Wayne G. Fischer, PhDsaid:Huh. I find it very interesting that neither Ms. Messinger nor Mr. Pierce talked (explicitly) about the most critical aspect statistical collaboration: working with clients to *design* their research studies in order to answer the proposed research questions in the most efficient, effective way.

And a key part of that is not only being familiar with the underlying science of the research, but (very importantly) understanding the *context* of the processes from which the data are to be drawn.

CQ Deng, PhDsaid:I used to work in medical center to provide the biostatistical consulting services to faculties and research fellows. In many cases, the statistical consultation or statistical analyses were sought after the data had already been collected.

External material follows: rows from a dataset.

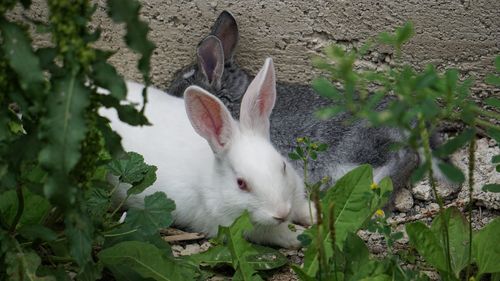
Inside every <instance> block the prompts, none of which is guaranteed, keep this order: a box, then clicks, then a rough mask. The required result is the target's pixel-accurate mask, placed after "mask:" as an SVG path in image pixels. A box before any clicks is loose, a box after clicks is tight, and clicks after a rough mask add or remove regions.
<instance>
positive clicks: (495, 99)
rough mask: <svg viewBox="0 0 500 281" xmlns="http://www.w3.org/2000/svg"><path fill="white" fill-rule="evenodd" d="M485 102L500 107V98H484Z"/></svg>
mask: <svg viewBox="0 0 500 281" xmlns="http://www.w3.org/2000/svg"><path fill="white" fill-rule="evenodd" d="M484 103H486V104H488V105H491V106H493V107H496V108H500V99H499V98H487V99H485V100H484Z"/></svg>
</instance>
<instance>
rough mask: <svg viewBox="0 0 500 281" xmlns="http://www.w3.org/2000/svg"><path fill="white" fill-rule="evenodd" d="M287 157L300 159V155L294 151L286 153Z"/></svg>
mask: <svg viewBox="0 0 500 281" xmlns="http://www.w3.org/2000/svg"><path fill="white" fill-rule="evenodd" d="M288 157H289V158H290V159H292V160H300V156H299V155H298V154H297V153H295V152H290V153H288Z"/></svg>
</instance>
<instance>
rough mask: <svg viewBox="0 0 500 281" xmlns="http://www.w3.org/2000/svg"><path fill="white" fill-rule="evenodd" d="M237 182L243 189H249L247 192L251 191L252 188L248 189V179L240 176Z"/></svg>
mask: <svg viewBox="0 0 500 281" xmlns="http://www.w3.org/2000/svg"><path fill="white" fill-rule="evenodd" d="M236 182H237V183H238V187H239V188H240V189H241V190H243V191H247V192H248V191H250V190H249V189H248V187H247V183H246V181H245V180H244V179H242V178H238V179H237V180H236Z"/></svg>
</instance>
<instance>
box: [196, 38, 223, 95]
mask: <svg viewBox="0 0 500 281" xmlns="http://www.w3.org/2000/svg"><path fill="white" fill-rule="evenodd" d="M196 54H197V56H198V67H199V69H200V71H201V72H202V73H203V76H204V77H205V79H206V80H207V82H208V84H210V85H212V86H214V87H217V88H218V87H220V85H221V78H222V73H223V72H224V53H223V50H222V44H221V42H220V40H219V39H218V38H217V37H215V36H213V35H209V36H207V37H206V38H205V39H203V41H201V42H200V45H199V46H198V49H196Z"/></svg>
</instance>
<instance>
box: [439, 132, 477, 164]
mask: <svg viewBox="0 0 500 281" xmlns="http://www.w3.org/2000/svg"><path fill="white" fill-rule="evenodd" d="M475 133H476V131H475V130H474V129H471V128H469V129H467V130H465V131H463V132H462V133H460V134H459V135H458V136H456V137H454V138H452V139H450V140H449V141H447V142H446V143H445V144H443V145H441V146H440V147H438V148H437V149H436V150H435V151H434V155H436V156H437V157H446V156H448V155H451V154H452V153H454V152H455V151H457V150H459V149H460V148H462V147H463V146H464V145H466V144H467V143H468V142H469V141H470V140H472V138H473V137H474V136H475Z"/></svg>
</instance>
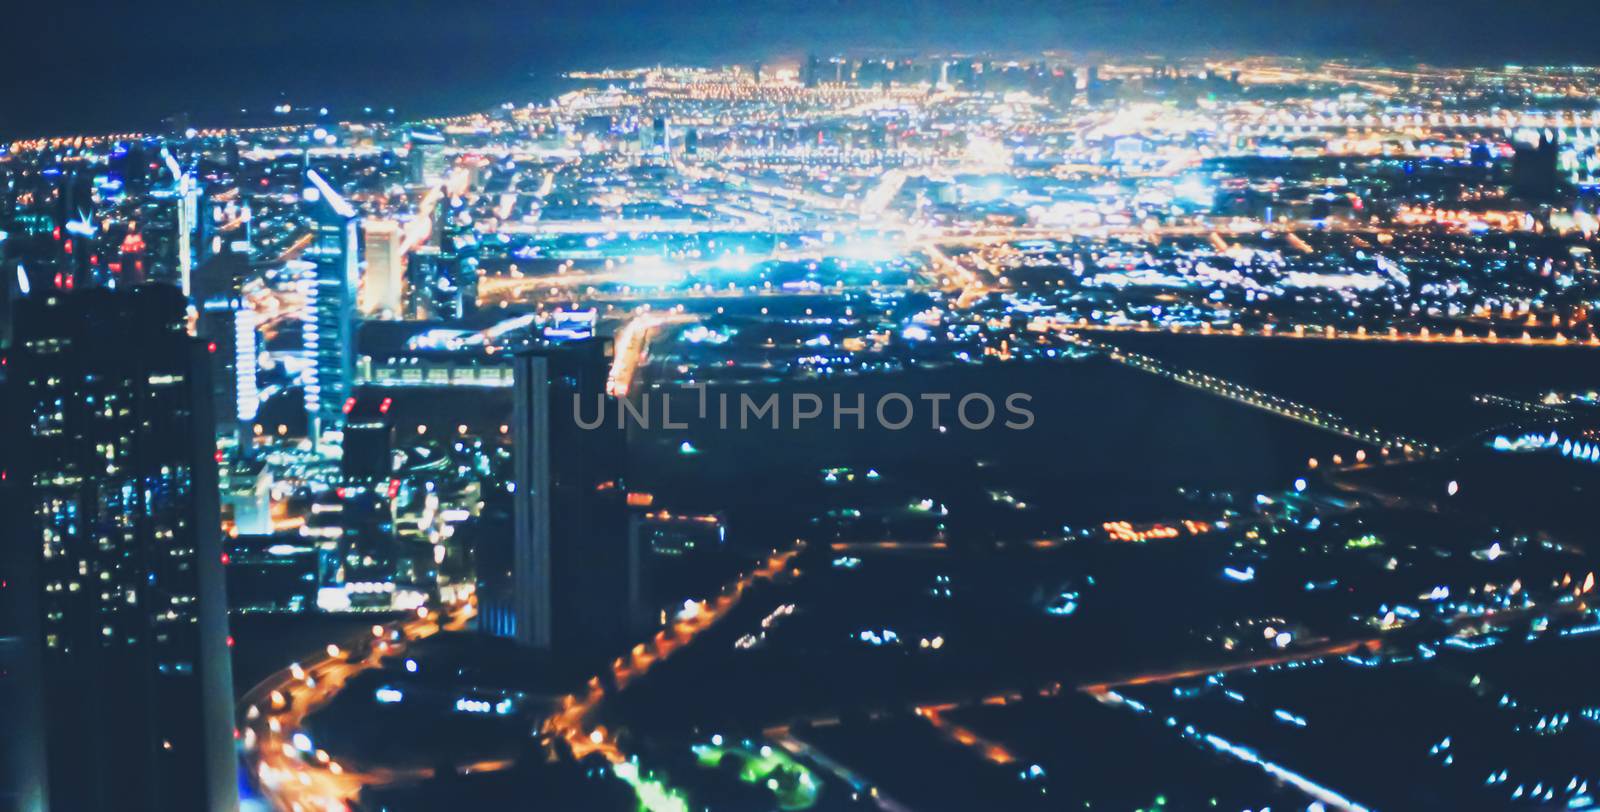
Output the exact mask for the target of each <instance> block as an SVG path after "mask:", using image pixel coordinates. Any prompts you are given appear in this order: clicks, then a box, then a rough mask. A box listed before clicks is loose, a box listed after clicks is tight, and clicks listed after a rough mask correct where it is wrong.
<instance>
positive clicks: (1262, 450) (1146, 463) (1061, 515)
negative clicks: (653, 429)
mask: <svg viewBox="0 0 1600 812" xmlns="http://www.w3.org/2000/svg"><path fill="white" fill-rule="evenodd" d="M776 390H778V392H781V393H790V392H811V393H816V395H819V396H822V398H824V401H826V403H830V400H832V395H834V393H838V395H842V398H843V400H845V403H853V401H854V396H856V395H858V393H859V395H864V396H866V403H867V404H869V420H867V422H869V427H867V428H866V430H858V428H856V427H854V424H850V422H846V424H845V427H843V428H840V430H834V428H832V424H830V422H829V420H826V419H819V420H813V422H808V424H803V425H802V428H800V430H790V428H789V427H787V424H786V427H782V428H779V430H771V428H770V427H762V428H757V427H755V425H752V427H750V428H747V430H738V428H736V427H734V428H730V430H718V428H715V422H710V424H709V425H701V424H698V422H694V420H690V422H691V428H688V430H677V432H667V430H659V428H658V430H653V432H650V433H648V435H646V436H645V438H643V440H645V441H646V443H645V444H642V448H640V449H638V452H637V454H635V464H634V472H635V475H634V478H635V481H637V486H642V488H646V489H650V491H653V492H656V494H658V497H659V499H661V500H662V504H667V505H675V507H680V508H694V510H728V511H730V537H749V535H752V534H754V535H755V537H757V539H760V537H766V539H770V540H778V539H782V535H784V534H789V532H797V527H803V523H805V518H806V516H811V515H814V513H818V511H819V510H826V508H837V507H856V508H862V510H869V508H870V507H875V505H878V507H882V505H906V504H909V502H912V500H917V499H934V500H936V502H941V504H944V505H947V507H949V510H950V516H949V519H950V521H946V524H947V529H949V531H950V532H952V534H954V535H957V537H960V535H970V537H1000V539H1003V537H1018V539H1035V537H1040V535H1053V534H1059V531H1061V526H1062V524H1064V523H1066V524H1074V526H1083V524H1086V523H1091V524H1099V523H1101V521H1106V519H1123V518H1126V519H1138V518H1173V516H1179V515H1186V513H1187V511H1189V510H1192V508H1186V505H1189V500H1187V499H1182V497H1179V494H1178V489H1179V488H1190V489H1195V488H1198V489H1230V488H1240V489H1283V488H1286V486H1288V484H1290V483H1291V481H1293V478H1294V476H1296V475H1298V472H1301V470H1304V465H1306V459H1307V457H1309V456H1328V454H1333V452H1346V454H1349V452H1354V451H1355V448H1357V446H1355V444H1354V443H1352V441H1349V440H1346V438H1342V436H1338V435H1333V433H1326V432H1320V430H1315V428H1310V427H1306V425H1301V424H1296V422H1291V420H1286V419H1282V417H1277V416H1272V414H1269V412H1262V411H1258V409H1251V408H1246V406H1242V404H1237V403H1232V401H1226V400H1221V398H1216V396H1211V395H1205V393H1200V392H1197V390H1194V388H1189V387H1182V385H1179V384H1173V382H1168V380H1163V379H1157V377H1154V376H1149V374H1144V372H1138V371H1134V369H1128V368H1122V366H1115V364H1112V363H1109V361H1104V360H1090V361H1082V363H1032V364H990V366H982V368H976V366H958V368H944V369H931V371H930V369H925V371H914V372H906V374H898V376H877V377H866V379H840V380H834V382H821V384H789V385H782V387H776ZM730 392H731V393H733V396H734V398H736V396H738V393H739V392H746V393H750V395H752V396H755V398H757V400H760V398H763V396H765V393H766V392H771V390H768V388H749V390H730ZM890 392H904V393H909V395H910V396H912V398H917V396H918V395H920V393H950V395H952V401H954V400H958V398H960V396H963V395H966V393H974V392H978V393H987V395H989V396H990V398H994V400H995V401H997V403H1003V401H1005V396H1006V395H1010V393H1027V395H1029V396H1030V398H1032V401H1030V403H1029V408H1030V409H1032V412H1034V416H1035V422H1034V425H1032V427H1030V428H1027V430H1008V428H1003V427H1000V425H998V422H997V424H995V425H992V427H990V428H987V430H981V432H973V430H966V428H962V425H960V422H958V420H955V419H947V422H949V425H950V430H949V432H946V433H939V432H934V430H931V428H930V424H931V414H930V412H928V411H922V412H920V414H918V420H917V422H915V424H912V427H907V428H904V430H898V432H891V430H885V428H878V427H875V425H874V420H872V419H870V404H874V403H877V400H878V398H880V396H882V395H885V393H890ZM694 401H696V395H691V393H685V395H683V396H682V400H680V404H682V408H677V406H675V408H674V417H675V419H677V417H678V416H683V414H693V408H694ZM714 411H715V408H714ZM714 417H715V414H714ZM784 419H786V420H787V416H786V417H784ZM685 440H688V441H690V443H691V444H693V446H694V449H696V451H698V452H696V454H691V456H685V454H682V443H683V441H685ZM824 467H851V468H854V470H856V473H858V475H861V473H864V472H867V470H869V468H875V470H878V472H880V473H882V480H880V483H878V484H875V486H867V484H862V483H858V484H854V486H842V484H834V486H830V484H824V483H822V475H821V468H824ZM989 491H1005V492H1010V494H1013V496H1014V497H1016V499H1018V500H1022V502H1026V504H1027V505H1029V507H1027V510H1013V508H1008V507H1005V505H1002V504H997V502H994V500H992V499H990V497H989V494H987V492H989ZM886 535H893V527H891V529H890V532H886ZM773 537H776V539H773ZM907 540H909V539H907ZM768 543H770V542H768Z"/></svg>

Statisticians were asked to fix the issues in related to (really) the study design or data collection. There was often no pre-planned statistical analysis plan. The post-hoc analysis, exploratory analysis (or using a bad word, fishing expedition) were not uncommon.

Shari Messinger, Ph.D.said:I agree with Dr. Fischer’s comment completely concerning the importance of statistical collaboration in the design of research investigations. The article states that “Statistical science is much more than data analysis, and involves the incorporation of statistical methodology at all stages of research” and that “we must interact with the research team as collaborators, discussing the statistical issues in all aspects of the investigation.” Unfortunately many of the investigators that contact statisticians for support do so after their data is already collected. We do try to communicate the importance of statistical considerations and collaboration in all phases of research, through lectures we offer to educate the research community at our institution. It’s a matter of educating researchers about the importance of statistical science in all stages of research.

Tom Spradlinsaid:And of course, another important task of the consulting statistician is the elicitation of the investigator’s prior probability distribution on the parameter of interest. This allows the statistician (1) to do a good Bayesian analysis of the data and (2) to be sure the investigator is involved in the data interpretation.

Megansaid:Yes, these are valid points for the “higher ups” of statistical consulting. However, there are several other issues to consider when running an analysis. The format of the data, the “cleanliness” of the data, adequate computing resources (think GWAS), and taking the proper care when preparing the data for analysis are all concerns as well. And you cannot do these things without knowledge of statistics (i.e. this is not just a push button kind of thing). It is said that 90% of the “analysis” work is doing these things and only 10% is the actual analysis.